Institutional real estate investors — often mammoth operators with Wall Street ties — gobbled up record amounts of inventory in almost every corner of the pandemic-induced fever dream that was the 2021 real estate market, with one notable exception: distressed properties being sold at foreclosures.
That these homebuyers are now reluctant to buy in the niche market that got many of them into the real estate market a decade ago is somewhat ironic. But it also makes sense, since their large-scale acquisition strategies could collapse under the logistical pressures of undertaking major renovations on hundreds or thousands of homes at once.
“The Blackstones and the Vinebrooks are not going to look at these lots,” said Terry Kerr, a Memphis-based real estate investor, referring to the often vacant and severely distressed lots available at foreclosures. “We take a house and gut it. All new components. … The hedge funds are not making great improvements.”
It’s a different story in the non-distressed retail market, where large institutional buyers are crowding out both owner-occupiers and local real estate investors, according to Kerr, who is president of local Mid South Home Buyers.
“Every time we play them, we lose,” he said. “It’s the hedge funds that have driven the market. Private investors just follow them.”
bulk buyer bonanza
More than 2 million home sales in 2021 were to cash buyers, up 67% from 2020’s 1.2 million to a new record high, according to Auction.com analysis of record public data from ATTOM Data Solutions, which is available way back in 2000.
Those 2 million cash sales accounted for 32% of all existing home sales for the year, the highest level since 2014, though it’s still down from the 37% peak in 2012, when home prices finally bottomed out after the Great Recession. The proportion of cash sales continued to rise in the first two months of 2022, hitting an eight-year high of 36% in February.
Some of these cash buyers are owner-occupiers trying to compete with well-funded institutional investors, but institutional investors’ seemingly insatiable appetite becomes clearer when looking at the proportion of purchases to bulk buyers, which ATTOM defines as buyers of at least 10 properties per year.

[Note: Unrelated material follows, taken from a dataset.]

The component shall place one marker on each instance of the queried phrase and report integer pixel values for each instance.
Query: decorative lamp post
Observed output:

These big buyers bought more than half a million homes in 2021 (530,025), also a new record high and more than double the number in 2020 (205,934) or in the pre-pandemic 2019 market (258,780). Bulk buyers accounted for 8.4% of all home sales in 2021, the highest proportion since 2013.
In stark contrast, the number of foreclosure purchases by bulk buyers fell to a new record low of 4,179 in 2021. More importantly, these bulk buyer purchases accounted for just 11.5% of all foreclosure sales for the year, up slightly from 11.1%. in 2020, but lower than any year before 2020 and well below the 52.0% peak in 2009. So far in 2022, only 5.4% of foreclosure sales have gone to wholesale buyers, while 5.6% of retail property sales went to wholesale buyers.

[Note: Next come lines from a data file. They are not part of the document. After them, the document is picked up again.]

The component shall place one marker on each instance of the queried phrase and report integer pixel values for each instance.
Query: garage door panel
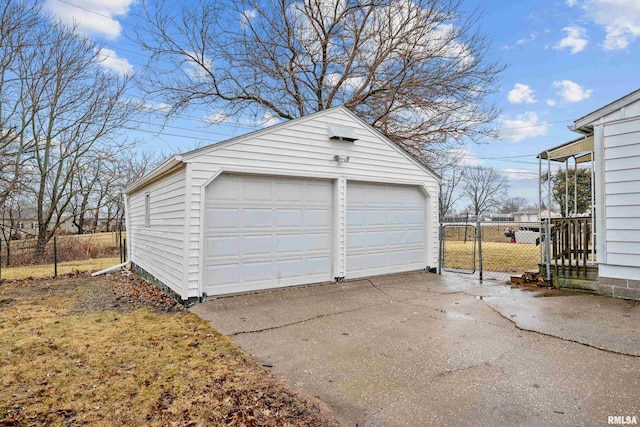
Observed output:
(317, 218)
(355, 217)
(255, 245)
(385, 229)
(288, 192)
(225, 190)
(220, 275)
(289, 218)
(255, 218)
(253, 242)
(255, 190)
(375, 218)
(317, 194)
(222, 218)
(222, 246)
(257, 271)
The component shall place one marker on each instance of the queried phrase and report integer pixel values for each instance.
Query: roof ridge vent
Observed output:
(342, 133)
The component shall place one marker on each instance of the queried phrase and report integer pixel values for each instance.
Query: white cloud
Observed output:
(619, 18)
(576, 39)
(525, 40)
(571, 91)
(109, 59)
(520, 94)
(94, 17)
(218, 117)
(268, 119)
(523, 126)
(520, 174)
(468, 158)
(150, 106)
(246, 16)
(198, 70)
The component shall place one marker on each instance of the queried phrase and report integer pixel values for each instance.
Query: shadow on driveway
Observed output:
(421, 349)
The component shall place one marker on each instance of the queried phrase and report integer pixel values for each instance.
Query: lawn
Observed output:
(76, 253)
(496, 256)
(114, 350)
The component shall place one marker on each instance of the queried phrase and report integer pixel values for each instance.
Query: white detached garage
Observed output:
(321, 198)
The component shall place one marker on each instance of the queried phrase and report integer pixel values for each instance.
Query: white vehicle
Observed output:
(528, 235)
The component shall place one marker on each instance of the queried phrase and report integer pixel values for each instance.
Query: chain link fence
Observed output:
(24, 258)
(492, 250)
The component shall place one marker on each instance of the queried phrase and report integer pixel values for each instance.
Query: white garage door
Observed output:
(264, 232)
(385, 229)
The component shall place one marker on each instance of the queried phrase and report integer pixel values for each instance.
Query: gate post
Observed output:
(479, 240)
(441, 248)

Data from Auction.com, which has accounted for more than 40% of all foreclosures nationwide over the past two years, tells a similar story. Less than 1% of Auction.com buyers have collectively purchased more than 10 foreclosure items through the platform in the last two years.
Most foreclosure buyers using the Auction.com platform were small local buyers buying properties within driving distance of their homes. More than 99% of buyers purchased 10 or fewer foreclosure items on the Auction.com platform in 2020 and 2021 combined. The median distance between foreclosure buyers and the homes they bought was 14 miles in 2020 and 16 miles in 2021.

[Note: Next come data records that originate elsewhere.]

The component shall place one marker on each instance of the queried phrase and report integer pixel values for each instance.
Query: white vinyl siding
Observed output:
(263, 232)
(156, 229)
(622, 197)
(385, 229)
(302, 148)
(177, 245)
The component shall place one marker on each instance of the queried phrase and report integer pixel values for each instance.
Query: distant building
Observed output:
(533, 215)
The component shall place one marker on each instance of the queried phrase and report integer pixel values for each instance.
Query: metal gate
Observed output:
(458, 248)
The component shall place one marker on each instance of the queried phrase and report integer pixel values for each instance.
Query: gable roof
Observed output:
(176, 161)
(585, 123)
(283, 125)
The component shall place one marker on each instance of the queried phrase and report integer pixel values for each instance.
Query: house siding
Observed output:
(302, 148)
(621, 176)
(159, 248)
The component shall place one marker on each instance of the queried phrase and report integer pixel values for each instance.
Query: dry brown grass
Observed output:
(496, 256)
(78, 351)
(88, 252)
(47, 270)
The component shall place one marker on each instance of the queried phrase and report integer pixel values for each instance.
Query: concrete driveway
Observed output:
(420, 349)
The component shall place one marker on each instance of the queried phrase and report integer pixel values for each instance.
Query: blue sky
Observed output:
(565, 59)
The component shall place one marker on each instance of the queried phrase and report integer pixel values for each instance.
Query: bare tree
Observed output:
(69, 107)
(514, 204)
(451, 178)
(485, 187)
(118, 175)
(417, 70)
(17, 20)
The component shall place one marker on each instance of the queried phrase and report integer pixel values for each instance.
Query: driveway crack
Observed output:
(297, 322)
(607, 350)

These are buyers like Tony Tritt, who bought a combined seven homes on the Auction.com platform in 2020 and 2021. All seven were located in the Atlanta area where he lives, an average of 35 miles away. A veteran investor, Tritt has been buying through Auction.com since 2013, but he’s never purchased more than seven foreclosure properties from the platform in a single year.
“I feel like we’ve played a small role in adding value to the neighborhoods that we’ve operated in,” Tritt said, noting that he’s willing to take on the major renovations that are often needed when the highly distressed properties available at foreclosures – something that sets it apart from the institutional investors active in Atlanta’s retail market. “Those we pick up on the courthouse steps are the ones that institutional investors are avoiding.”
Tritt sells most of its properties to owner-occupiers, many of whom are first-time buyers. Selling a quality product to these buyers is a responsibility he takes seriously.
“Our job isn’t to get rich, it’s to do the right thing. If I’m renovating a house and I have to lose money on that house, I’m losing money, but I’m renovating it properly because I have to sell it to someone and live with myself,” he said. “My name means everything to me. I see these people at the grocery store and at the ball game. I want them to come and hug me.”